La France notamment fait face à de vives critiques en Afrique de l’Ouest, sur fond de campagnes pour affronter le terrorisme, et il y aurait de nombreuses accusations selon lesquelles la France s’orientait vers un « néo-colonialisme » plutôt que d’être une force de soutien pour les gouvernements africains dans leur guerre contre le terrorisme.
La position de la France en Afrique est menacée également par de réelles craintes que si la France ne parvenait pas à faire face à la crise sécuritaire en Afrique subsaharienne, l’explosion démographique dans cette région poussera certainement les immigrés jusqu’aux portes de la France.
Certains experts notent que la France a gagné toutes ses batailles dans la guerre contre le terrorisme dans la région du Sahel depuis l’opération Serval (2013), mais qu’elle a finalement perdu la guerre.
Son image et celle de son armée dans la région du Sahel et en Afrique ont été gravement endommagées, du fait que cette guerre a occasionné de lourdes pertes, avec le déplacement de plus de deux millions d’Africains, la mort de dizaines de milliers d’hommes et de civils armés, et la montée en puissance des groupes armés, contrairement aux objectifs des opérations militaires françaises successives.
Cette apparente défaite française incarnait l’adoption par les politiciens ouest-africains en général de leurs « références anti-françaises » pour courtiser les électeurs, mais – en somme – la défaite de l’armée française dans la région ne signifie pas une véritable défaite pour la fin de ses opérations militaires avec le redéploiement de toutes les forces retirées du Mali vers les pays voisins.

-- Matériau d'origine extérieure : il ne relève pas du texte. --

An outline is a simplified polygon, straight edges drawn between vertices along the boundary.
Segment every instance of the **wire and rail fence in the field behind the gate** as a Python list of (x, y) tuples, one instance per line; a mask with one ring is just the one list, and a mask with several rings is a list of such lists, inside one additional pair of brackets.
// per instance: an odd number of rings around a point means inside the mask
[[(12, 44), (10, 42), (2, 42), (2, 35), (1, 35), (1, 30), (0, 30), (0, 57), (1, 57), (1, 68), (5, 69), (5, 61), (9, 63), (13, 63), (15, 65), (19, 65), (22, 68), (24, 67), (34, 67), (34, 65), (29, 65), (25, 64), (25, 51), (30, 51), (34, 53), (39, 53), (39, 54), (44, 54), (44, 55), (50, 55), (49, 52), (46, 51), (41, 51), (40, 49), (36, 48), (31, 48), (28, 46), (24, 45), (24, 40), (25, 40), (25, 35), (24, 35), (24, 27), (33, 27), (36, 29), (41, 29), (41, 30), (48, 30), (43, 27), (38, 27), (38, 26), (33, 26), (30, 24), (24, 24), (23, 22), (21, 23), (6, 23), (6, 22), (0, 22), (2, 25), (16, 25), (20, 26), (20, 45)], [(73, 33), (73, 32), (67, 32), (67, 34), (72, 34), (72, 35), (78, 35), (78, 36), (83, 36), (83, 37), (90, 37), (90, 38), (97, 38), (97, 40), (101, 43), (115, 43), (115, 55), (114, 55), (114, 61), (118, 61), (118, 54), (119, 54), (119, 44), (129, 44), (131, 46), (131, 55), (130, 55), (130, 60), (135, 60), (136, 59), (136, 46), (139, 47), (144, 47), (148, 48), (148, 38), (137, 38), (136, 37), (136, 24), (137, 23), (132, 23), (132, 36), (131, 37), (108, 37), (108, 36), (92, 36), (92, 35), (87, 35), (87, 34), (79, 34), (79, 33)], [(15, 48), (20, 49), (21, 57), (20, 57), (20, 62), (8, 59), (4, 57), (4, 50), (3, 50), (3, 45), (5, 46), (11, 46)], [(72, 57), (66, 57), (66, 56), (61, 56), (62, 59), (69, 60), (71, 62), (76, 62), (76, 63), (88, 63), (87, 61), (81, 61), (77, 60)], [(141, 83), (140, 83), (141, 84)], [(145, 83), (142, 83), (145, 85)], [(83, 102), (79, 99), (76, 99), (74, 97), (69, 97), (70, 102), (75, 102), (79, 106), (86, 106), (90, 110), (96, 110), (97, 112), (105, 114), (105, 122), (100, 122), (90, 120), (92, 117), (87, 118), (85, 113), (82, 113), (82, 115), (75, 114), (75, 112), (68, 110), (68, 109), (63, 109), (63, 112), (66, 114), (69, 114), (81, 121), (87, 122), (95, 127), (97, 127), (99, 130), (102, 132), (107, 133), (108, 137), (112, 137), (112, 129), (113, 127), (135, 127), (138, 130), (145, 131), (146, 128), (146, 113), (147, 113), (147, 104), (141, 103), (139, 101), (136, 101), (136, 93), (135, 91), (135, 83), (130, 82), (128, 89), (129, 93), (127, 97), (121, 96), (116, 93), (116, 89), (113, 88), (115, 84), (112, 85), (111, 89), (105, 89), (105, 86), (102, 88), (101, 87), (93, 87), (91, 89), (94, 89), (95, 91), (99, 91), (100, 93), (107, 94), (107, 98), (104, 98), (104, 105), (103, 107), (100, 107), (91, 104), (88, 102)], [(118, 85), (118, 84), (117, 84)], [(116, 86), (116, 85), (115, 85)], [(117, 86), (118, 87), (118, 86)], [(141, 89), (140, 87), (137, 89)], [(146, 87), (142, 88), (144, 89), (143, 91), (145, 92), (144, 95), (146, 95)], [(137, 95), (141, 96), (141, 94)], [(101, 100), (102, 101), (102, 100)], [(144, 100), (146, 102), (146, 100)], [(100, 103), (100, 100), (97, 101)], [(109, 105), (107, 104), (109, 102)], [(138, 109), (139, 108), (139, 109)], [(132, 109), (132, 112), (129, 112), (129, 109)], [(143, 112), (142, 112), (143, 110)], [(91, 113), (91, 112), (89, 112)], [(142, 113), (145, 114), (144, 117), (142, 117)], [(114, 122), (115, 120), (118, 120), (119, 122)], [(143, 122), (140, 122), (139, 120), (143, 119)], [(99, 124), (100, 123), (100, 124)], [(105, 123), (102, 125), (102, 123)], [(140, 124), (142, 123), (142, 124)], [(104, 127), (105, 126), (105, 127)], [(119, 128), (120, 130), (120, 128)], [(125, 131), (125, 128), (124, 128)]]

La détérioration des relations françaises avec les pays du Sahel qui ont connu des coups d’État récemment, notamment au Mali, où l’hostilité contre la France s’est intensifiée après le coup d’État d’août 2020 et s’est aggravée après le coup d’État de mai 2021, a incité la France à annoncer son intention de retirer ses forces du Mali. Cette réalité impose aujourd’hui de lourdes responsabilités devant le président français.
• La menace grandissante de l’influence russe en Afrique
Poutine lors du Congrès Russo-africain
La position de la France en Afrique est menacée par la montée de l’influence russe dans de nombreux domaines d’influence française traditionnelle ou non. Comme le Mali, la République centrafricaine, le Tchad, le Mozambique, le Cameroun et la Guinée, en plus de la situation complexe en Libye. Au Mali en particulier, le retrait par la France d’environ 2 500 soldats du pays a coïncidé avec une entrée significative des mercenaires du groupe privé russe Wagner pour soutenir les efforts du Conseil militaire malien face au terrorisme et à la violence armée.
La liste des dossiers africains les plus importants devant le président français reste la même jusqu’à ce que leurs priorités soient établies.
Une approche légèrement différente de la situation précédente est prévue en termes de progrès plus sérieux vers la compréhension des besoins et des préoccupations des partenaires africains, de manière réaliste, et en activant les plans français de soutien à un certain nombre de pays africains parmi les plus pauvres, et ce en complément des modifications apportées ces derniers mois aux mécanismes de l’aide française à l’Afrique, et adopter une politique plus réactive aux défis auxquels sont confrontés les pays africains, surtout dans le domaine du terrorisme et de la violence armée, et en activant un rôle plus important pour les services de renseignement français afin d’éviter ou de surveiller davantage de changements politiques sur le continent africain dans la période à venir.